Credit card troubles often start in college and so this month the Treasury Department is targeting 18-24 year olds with a new ad campaign. Rachel Dornhelm reports.


Woman: This is nice.

Man: I was hoping you’d like it. It’s my special restaurant….

Waiter: I’m sorry, sir, but it appears that your credit card has been declined. (into megaphone) Did everyone hear that? This person here: credit card declined!

Rachel Dornhelm: Does this ad make you think twice about using a credit card? The Treasury department certainly hopes so, especially if you’re a young adult.

Kathy Crosby is a senior vice president at the Ad Council. She says a year of research showed the Treasury 18-24 year olds don’t understand the pitfalls of credit cards.

Kathy Crosby: They all associated poor credit and poor credit scores with way in the future and that’s not going to be relevant to me because I’m going to be making so much money that it doesn’t really matter what I do now.

A recent study found 90 percent of college students have credit cards. More than half of them rack up $5,000 in credit card debt while in school.

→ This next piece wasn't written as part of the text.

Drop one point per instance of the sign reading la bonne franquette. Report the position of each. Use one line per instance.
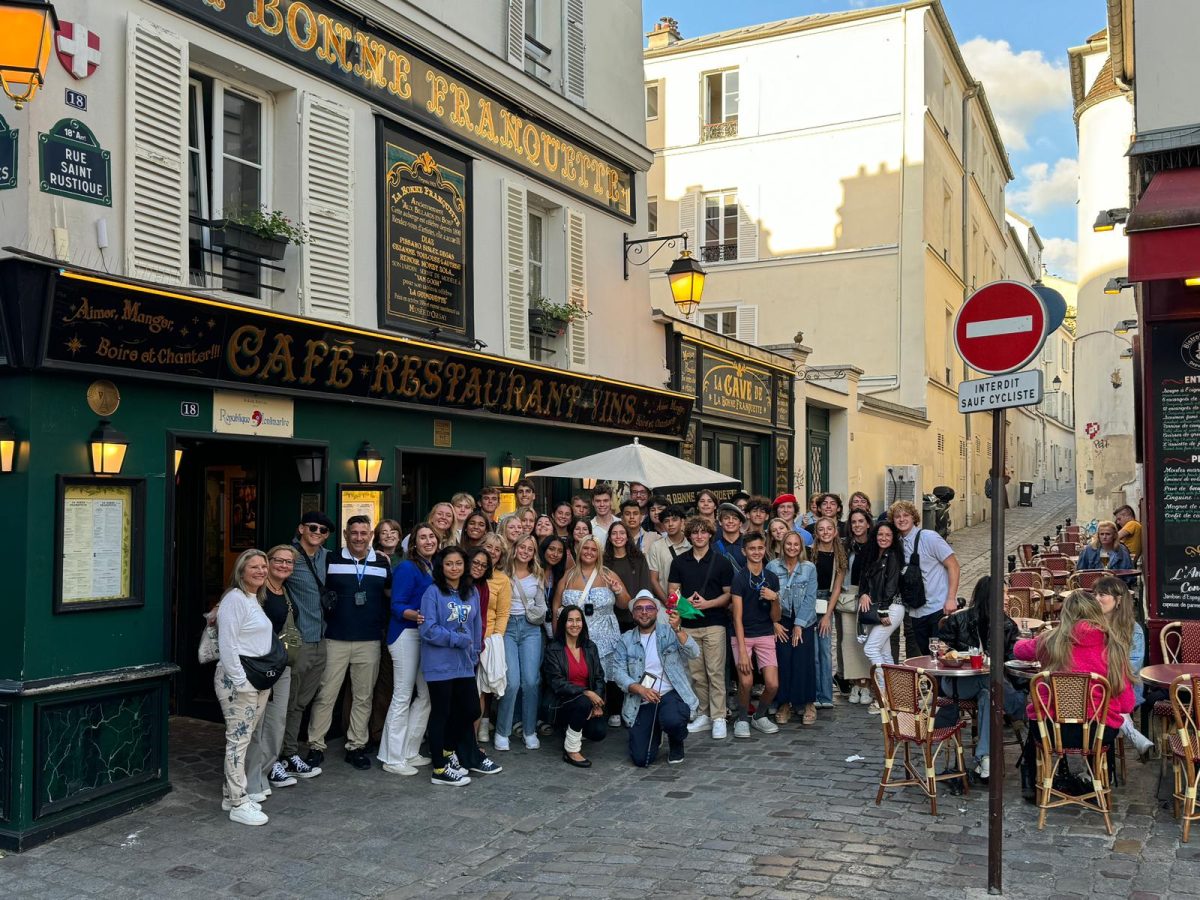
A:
(341, 46)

Crosby says the new ad campaign warns what can happen if they have bad credit. Future employers could turn them down. They could find it difficult to buy a car. Or, as in this ad, even to find a place to live:

Woman 1: Thank you so much for showing me another apartment. That last apartment looks more like a tool shed.

Woman 2: That’s because it was a tool shed dear.

The ads got the thumbs up from some students like UC Berkeley junior Andrew Parero.

Andrew Parero: I have friends — I’m 22 — and I have friends who are already in pretty bad debt with credit cards and I’ve just been like, I don’t have one. That’s my solution. I don’t even want that temptation.

Not everyone’s lucky enough to be able to live without a credit card. Imari Childs is a senior at Berkeley. He says the ads didn’t resonate with him because they showed kids overspending on things like snowboards.

Imari Childs: It made it seem as though students were getting things that were frivolous and that wasn’t necessarily needed, when my experience when using credit cards was things that were necessities.

Childs says he built up $4,000 in debt from buying food and train passes. He had to take a year off school to pay the debt down. Childs says he’d like to see campuses offer to teach students about credit.

Robert Bugai writes about credit card marketing. He says the credit card companies do offer some education but not much.

Robert Bugai: The money spent to let students know more about how to manage their money is very small. It’s pocket change compared to the actual marketing of credit cards to students and it’s always been that way.

But times do change. The Ad Council’s Crosby points out that the headlines recently have shown clearly the dangers of binging on credit.

Crosby: Well, as we like to say, this is certainly a teachable moment.

She says all the news about Wall Street’s woes may make students more receptive to an ad campaign warning them about the dangers of debt.

In Berkeley, I’m Rachel Dornhelm for Marketplace Money.